Yoga Nidra: Der Pfad zur Seelentiefe
Yoga Nidra, oft auch als «Schlaf der Yogis» bezeichnet, ist weit mehr als eine blosse Entspannungsmethode. Es ist eine tiefgreifende Form der Meditation und ein Zustand bewusster Entspannung, der durch regelmässiges Üben geschehen darf. Im Gegensatz zu einigen aktiveren Meditationsformen, die ein direktes Fokussieren erfordern, führt Yoga Nidra bewusst in einen Zustand zwischen Wachsein und Schlaf, in dem der Geist hochaufnahmefähig ist, ohne aktiv denken zu müssen.
Dank Swami Satyananda Saraswati, dem Begründer der Bihar School of Yoga, steht uns diese aus der alten tantrischen Wissenschaft entnommene Praxis heute in einer systematischen Form zur Verfügung, die er Satyananda Yoga Nidra® nannte. Es ist eine Tür zu den verborgenen Dimensionen unseres Seins und eine Brücke zwischen alten Überlieferungen und modernen Bedürfnissen.
Diese Methode ist ein Zustand an der Grenzlinie zwischen innerer und äusserer Welt, nicht ganz wach, aber auch nicht im tiefen Schlaf. In diesem einzigartigen Bewusstseinszustand können alle Ebenen des Bewusstseins bewusst betreten werden.
Die wissenschaftliche Dimension: Eine Reise durch die Gehirnwellen
Moderne wissenschaftliche Erkenntnisse bestätigen die tiefgreifende Wirkung von Yoga Nidra, indem sie die Veränderungen der Gehirnwellenaktivität während der Praxis aufzeigen, welche diese tiefe Entspannung ermöglichen:
- Beta-Wellen (wach und aktiv): Im normalen Wachzustand dominieren Beta-Wellen. Hier sind wir auf die äussere Welt ausgerichtet, denken, analysieren und handeln.
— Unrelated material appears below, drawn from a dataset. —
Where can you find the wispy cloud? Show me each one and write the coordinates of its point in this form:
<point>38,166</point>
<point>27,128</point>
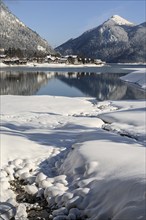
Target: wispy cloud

- Alpha-Wellen (entspannt und aufmerksam): Wenn wir die Augen schliessen und beginnen, uns zu entspannen, treten Alpha-Wellen in den Vordergrund. Dies ist ein Zustand der leichten Entspannung, in dem Kreativität und Tagträume entstehen können, während der Geist dennoch aufmerksam bleibt.
- Theta-Wellen (tiefe Entspannung, Unterbewusstsein): Yoga Nidra führt den Praktizierenden noch tiefer in den Theta-Zustand. Diese Wellen sind mit tiefer Entspannung, Meditation, hypnagogischen Zuständen (dem Dämmerzustand zwischen Wachsein und Schlaf) und dem Zugang zum Unterbewusstsein verbunden. Hier können alte Muster und Spannungen erkannt und losgelassen werden. Es ist eine Phase erhöhter Lernfähigkeit und Kreativität.
- Delta-Wellen (tiefster Schlaf, Regeneration): In fortgeschrittenen Stadien oder bei sehr tiefer Entspannung kann es sogar zu kurzen Phasen von Delta-Wellen kommen. Dies ist der Zustand des traumlosen Tiefschlafs, in dem die tiefste körperliche und geistige Regeneration stattfindet.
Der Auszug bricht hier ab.